Arthur Preston Mellish (10 June 1905 – 7 February 1930) was a Canadian mathematician, known for his generalization of Barbier's theorem.

Arthur Mellish received in 1928 an M.A. in mathematics from the University of British Columbia with thesis An illustrative example of the ellipsoid pendulum.[1][2] He died at age 24 and had no mathematical publications during his lifetime. After his death, his colleagues at Brown University examined his notes on mathematics. Jacob Tamarkin prepared a paper based upon the notes and published it in the Annals of Mathematics in 1931.[3]

In the statement of the following theorem, an oval means a closed convex curve.

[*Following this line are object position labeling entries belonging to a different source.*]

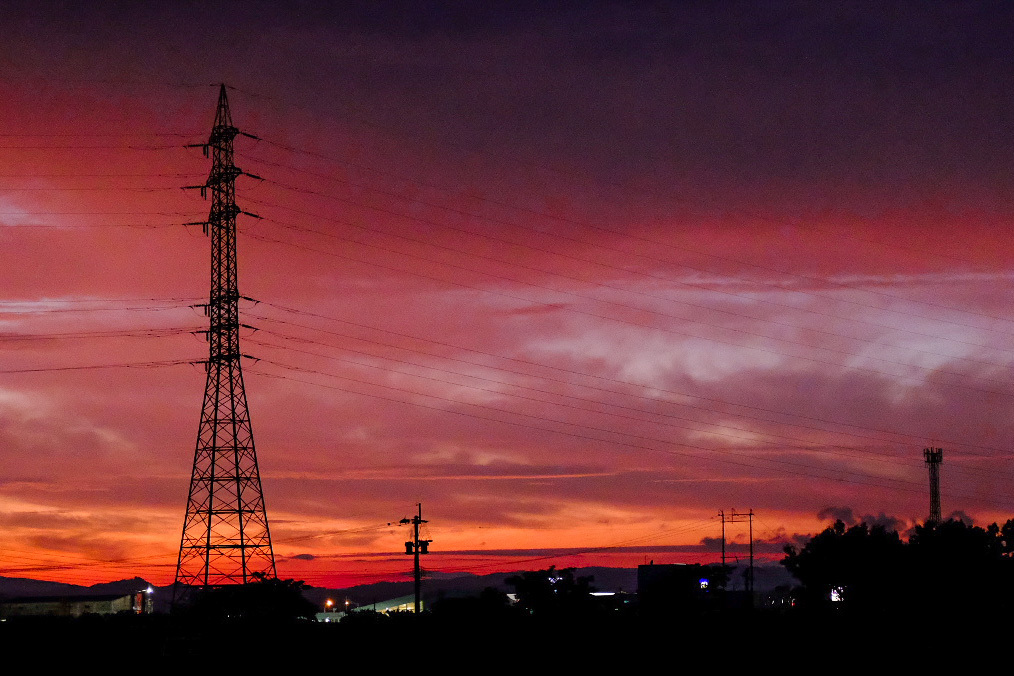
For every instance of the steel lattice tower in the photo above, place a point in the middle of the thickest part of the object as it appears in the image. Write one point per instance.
(934, 456)
(225, 538)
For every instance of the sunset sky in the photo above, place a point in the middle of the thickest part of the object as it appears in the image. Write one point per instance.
(574, 276)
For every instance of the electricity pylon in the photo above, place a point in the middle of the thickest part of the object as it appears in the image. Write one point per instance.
(225, 538)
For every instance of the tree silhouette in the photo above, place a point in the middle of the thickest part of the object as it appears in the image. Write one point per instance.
(858, 568)
(264, 599)
(947, 568)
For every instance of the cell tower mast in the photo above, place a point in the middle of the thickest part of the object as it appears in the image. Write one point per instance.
(225, 538)
(934, 456)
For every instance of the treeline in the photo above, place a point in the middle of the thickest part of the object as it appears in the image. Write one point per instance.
(943, 568)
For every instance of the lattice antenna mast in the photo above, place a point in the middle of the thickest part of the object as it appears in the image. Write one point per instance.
(225, 538)
(934, 456)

Mellish's Theorem:[3][4] The statements

  • (i) a curve is of constant width;
  • (ii) a curve is of constant diameter;
  • (iii) all the normals of a curve (an oval) are double;
  • (iv) the sum of radii of curvature at opposite points of a curve (an oval) is constant;

are equivalent, in the sense that whenever one of statements (i–iv) is true, all other statements also hold.

  • (v) All curves of the same (constant) width a have the same length L given by L = πa.

References

  1. UBC theses 1927–1931
  2. An illustrative example of the ellipsoidal pendulum by Mellish, A. P., 1928 — U. British Columbia
  3. 1 2 Mellish, A.P. (1931). "Notes on differential geometry". Ann. Math. 32 (1): 181–190. doi:10.2307/1968423. JSTOR 1968423.
  4. Mozgawa, Witold (2015). "Mellish theorem for generalized constant width curves". Aequationes Mathematicae. 89 (4): 1095–1105. doi:10.1007/s00010-014-0321-3.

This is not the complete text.